A new analytical model for clutch system modeling and design optimization. 2019-01-0840
In manual transmission vehicles, Clutch has a direct interaction with driver and plays a major role in defining the drivability and NVH of a vehicle. These key performances depend on interaction of various nonlinear springs in clutch cover and disc assemblies. For a car manufacturer, it’s important to optimize vehicle performance based on individual characteristics of clutch springs in a fast and easy way.
Torque transmissibility, which primarily determines launch quality, depends on combined response of clutch cushion spring, diaphragm spring and cover pressure plate lift off characteristics. Similarly, clutch pedal load characteristic depends on combined response of cover diaphragm and cushion springs. The individual design and interaction of these springs influence the multiple vehicle performance parameters. Often much iteration is required before achieving optimal design of springs.

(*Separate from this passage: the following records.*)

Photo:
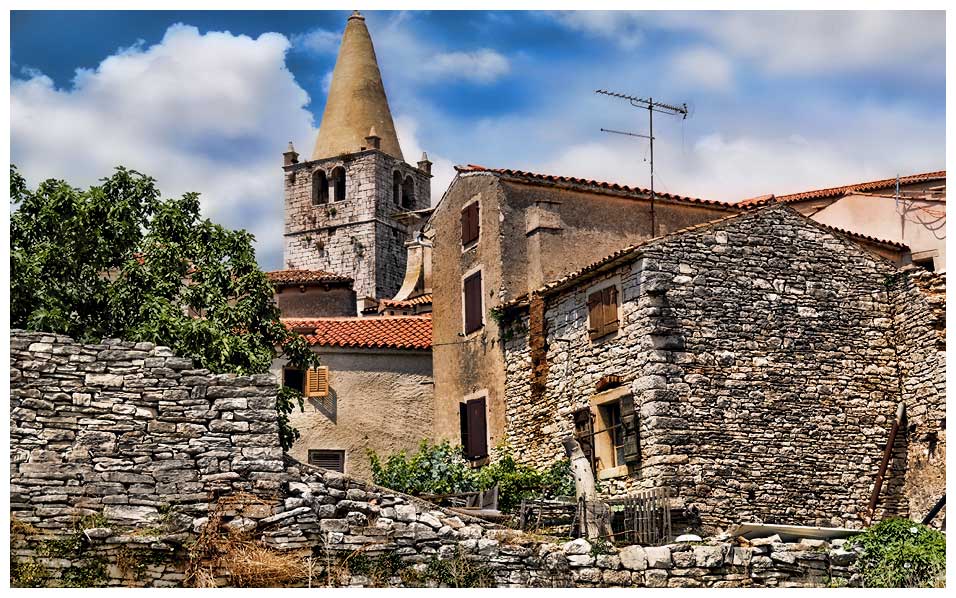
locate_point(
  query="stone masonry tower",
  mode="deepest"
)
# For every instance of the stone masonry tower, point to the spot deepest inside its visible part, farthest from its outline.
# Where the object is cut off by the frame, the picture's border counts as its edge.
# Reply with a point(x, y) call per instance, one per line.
point(341, 206)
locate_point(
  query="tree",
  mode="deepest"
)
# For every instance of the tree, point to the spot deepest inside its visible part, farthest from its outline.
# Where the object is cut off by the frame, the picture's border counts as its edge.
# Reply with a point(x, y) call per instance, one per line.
point(116, 260)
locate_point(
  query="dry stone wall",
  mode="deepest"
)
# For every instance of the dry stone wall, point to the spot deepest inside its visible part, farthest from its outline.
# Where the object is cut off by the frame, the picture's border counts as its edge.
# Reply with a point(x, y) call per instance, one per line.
point(762, 355)
point(131, 468)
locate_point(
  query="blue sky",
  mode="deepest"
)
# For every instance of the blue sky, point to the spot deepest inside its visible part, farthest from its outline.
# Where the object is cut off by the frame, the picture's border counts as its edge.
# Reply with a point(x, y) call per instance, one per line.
point(207, 100)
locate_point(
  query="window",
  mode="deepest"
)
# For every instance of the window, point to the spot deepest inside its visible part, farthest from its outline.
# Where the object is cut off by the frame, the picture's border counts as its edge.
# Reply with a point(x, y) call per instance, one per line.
point(320, 188)
point(338, 183)
point(293, 378)
point(602, 312)
point(408, 193)
point(607, 432)
point(474, 429)
point(328, 459)
point(469, 224)
point(473, 304)
point(397, 188)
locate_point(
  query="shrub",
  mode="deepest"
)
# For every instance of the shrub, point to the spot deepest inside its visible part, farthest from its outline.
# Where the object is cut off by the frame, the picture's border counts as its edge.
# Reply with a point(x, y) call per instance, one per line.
point(442, 469)
point(899, 553)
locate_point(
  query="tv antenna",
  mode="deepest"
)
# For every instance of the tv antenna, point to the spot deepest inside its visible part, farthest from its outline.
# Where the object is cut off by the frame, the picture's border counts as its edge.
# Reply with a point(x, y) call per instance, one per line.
point(652, 107)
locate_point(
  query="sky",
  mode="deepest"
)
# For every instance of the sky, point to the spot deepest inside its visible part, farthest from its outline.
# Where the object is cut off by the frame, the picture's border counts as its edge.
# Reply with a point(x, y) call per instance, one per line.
point(207, 101)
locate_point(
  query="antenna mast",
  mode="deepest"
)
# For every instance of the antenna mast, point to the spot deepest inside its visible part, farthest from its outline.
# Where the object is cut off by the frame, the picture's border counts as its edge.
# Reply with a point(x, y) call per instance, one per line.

Limited information has been published in past for estimating the actual response of set release load, torque build up and pressure plate lift off. A state of the art analytical model has been developed by modeling the diaphragm and cushion spring with exponential equations. Based on these models, response functions in form of implicit equations for set release load, torque build up and pressure plate lift off have been derived. Results achieved from these response functions are correlated. Then, by considering the desired pedal characteristics and torque build up behavior as objective functions, a multi-objective Pareto optimization problem is solved. It is shown that design optimization process is simplified.